Penundaan pembahasan ini disampaikan Ketua DPRD Kabupaten Belu, Jermias Manek Seran Junior saat dikonfirmasi media, Selasa (12/4).

Diutarakan, pihaknya telah melakukan koordinasi dan komunikasi dengan Pemerintah. Selesai itu DPRD dan Pemerintah bersepakat membahas masalah tekoda dalam agenda rapat dengar pendapat (RDP) yang dilaksanakan tanggal 20 April 2022.

“Tanggal yang ditetapkan tadi tanggal 20 April 2022. DPRD dan pemerintah hadir bersama untuk menjawab aspirasi dan mencari solusi,” terang Manek Junior.

Jelas dia, persoalan tenaga kontrak daerah yang diadukan oleh Forum Masyarakat Perbatasan Korban Ketidakadilan (FMPKK) harus segera disikapi oleh DPRD dan pemerintah sebagai penyelenggara pemerintahan di daerah.

“Kita berharap aspirasi ini diterima bersama oleh DPRD dan pemerintah untuk mencari solusi terhadap teko yang ada di lingkup Pemerintah Belu,” pinta dia.

Masih menurut dia, untuk mendapat penjelasan lebih detail tentang pola dan indikator penentuan kelulusan tekoda akan disampaikan pemerintah.

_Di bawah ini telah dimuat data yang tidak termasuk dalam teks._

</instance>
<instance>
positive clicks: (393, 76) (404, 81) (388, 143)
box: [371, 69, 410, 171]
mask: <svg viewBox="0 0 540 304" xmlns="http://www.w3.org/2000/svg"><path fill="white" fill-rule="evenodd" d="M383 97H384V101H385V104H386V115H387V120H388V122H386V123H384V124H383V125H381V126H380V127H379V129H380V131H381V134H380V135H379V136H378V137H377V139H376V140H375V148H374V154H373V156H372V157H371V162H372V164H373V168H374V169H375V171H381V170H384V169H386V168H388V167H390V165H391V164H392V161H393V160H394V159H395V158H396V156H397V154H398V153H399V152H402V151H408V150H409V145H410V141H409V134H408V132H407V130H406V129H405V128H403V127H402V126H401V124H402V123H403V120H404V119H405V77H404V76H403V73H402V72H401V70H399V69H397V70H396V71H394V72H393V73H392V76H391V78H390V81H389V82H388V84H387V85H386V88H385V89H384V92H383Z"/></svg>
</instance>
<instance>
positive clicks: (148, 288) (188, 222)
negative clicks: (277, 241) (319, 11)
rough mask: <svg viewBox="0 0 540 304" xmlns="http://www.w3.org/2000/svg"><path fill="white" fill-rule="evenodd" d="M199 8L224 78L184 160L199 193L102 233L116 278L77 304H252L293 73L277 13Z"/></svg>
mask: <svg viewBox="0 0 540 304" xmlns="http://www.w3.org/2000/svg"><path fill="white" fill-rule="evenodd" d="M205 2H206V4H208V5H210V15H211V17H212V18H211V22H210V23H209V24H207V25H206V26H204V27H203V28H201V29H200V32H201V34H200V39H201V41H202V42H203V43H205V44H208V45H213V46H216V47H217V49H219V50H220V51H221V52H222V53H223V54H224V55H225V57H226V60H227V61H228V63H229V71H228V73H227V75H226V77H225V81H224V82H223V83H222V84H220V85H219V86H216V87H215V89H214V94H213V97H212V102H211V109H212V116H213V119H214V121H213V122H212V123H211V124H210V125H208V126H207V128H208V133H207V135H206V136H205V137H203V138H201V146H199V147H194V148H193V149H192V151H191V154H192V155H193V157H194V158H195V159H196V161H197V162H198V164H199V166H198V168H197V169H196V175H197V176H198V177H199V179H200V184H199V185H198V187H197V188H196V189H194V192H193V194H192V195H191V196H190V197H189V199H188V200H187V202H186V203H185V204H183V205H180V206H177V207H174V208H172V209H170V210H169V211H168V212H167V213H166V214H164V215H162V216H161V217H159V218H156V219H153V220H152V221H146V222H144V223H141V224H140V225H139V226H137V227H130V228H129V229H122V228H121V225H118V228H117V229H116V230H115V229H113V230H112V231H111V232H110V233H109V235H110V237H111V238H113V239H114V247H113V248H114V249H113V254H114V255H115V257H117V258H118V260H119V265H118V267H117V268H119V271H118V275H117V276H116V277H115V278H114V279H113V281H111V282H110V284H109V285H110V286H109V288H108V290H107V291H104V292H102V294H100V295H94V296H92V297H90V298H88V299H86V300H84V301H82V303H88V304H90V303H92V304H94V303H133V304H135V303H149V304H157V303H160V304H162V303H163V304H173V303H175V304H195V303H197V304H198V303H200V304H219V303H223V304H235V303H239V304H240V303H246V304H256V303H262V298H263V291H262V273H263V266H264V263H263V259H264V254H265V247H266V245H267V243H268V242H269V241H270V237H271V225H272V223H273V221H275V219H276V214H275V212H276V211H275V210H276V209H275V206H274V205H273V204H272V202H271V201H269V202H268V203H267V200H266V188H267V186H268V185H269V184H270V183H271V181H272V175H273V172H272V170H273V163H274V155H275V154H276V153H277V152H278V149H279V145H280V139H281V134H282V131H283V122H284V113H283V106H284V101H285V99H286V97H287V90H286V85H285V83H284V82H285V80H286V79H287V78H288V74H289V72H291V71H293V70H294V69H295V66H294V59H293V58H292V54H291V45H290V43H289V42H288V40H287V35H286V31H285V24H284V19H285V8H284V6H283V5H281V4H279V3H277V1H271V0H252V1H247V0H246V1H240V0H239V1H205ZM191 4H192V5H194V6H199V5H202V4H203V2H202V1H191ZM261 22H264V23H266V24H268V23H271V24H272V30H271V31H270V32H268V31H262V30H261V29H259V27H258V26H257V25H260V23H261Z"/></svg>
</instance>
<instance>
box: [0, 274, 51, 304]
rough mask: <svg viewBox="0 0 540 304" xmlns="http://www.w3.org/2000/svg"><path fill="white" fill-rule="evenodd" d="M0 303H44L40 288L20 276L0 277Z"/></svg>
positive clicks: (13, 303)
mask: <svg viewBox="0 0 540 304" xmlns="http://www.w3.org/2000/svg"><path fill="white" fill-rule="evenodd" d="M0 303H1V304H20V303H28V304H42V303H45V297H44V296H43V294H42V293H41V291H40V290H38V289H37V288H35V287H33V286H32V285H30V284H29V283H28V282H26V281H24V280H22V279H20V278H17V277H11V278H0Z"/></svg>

Dari situ, DPRD dan pemerintah akan membahas sekaligus mencarikan solusi yang terbaik tentang nasib calon tekoda yang belum diakomodir.

“Sikap DPRD pada prinsipnya menginginkan masyarakatnya sejahtera, baik dan diberikan lapangan pekerjaan oleh Pemerintah sehingga tidak terjadi kesenjangan sosial,” ungkap Manek Junior.

“Kita selalu membangun dan menjaga keseimbangan tanpa mengabaikan tugas dan fungsi pokok DPRD,” tambah Politiai Partai Demokrat itu.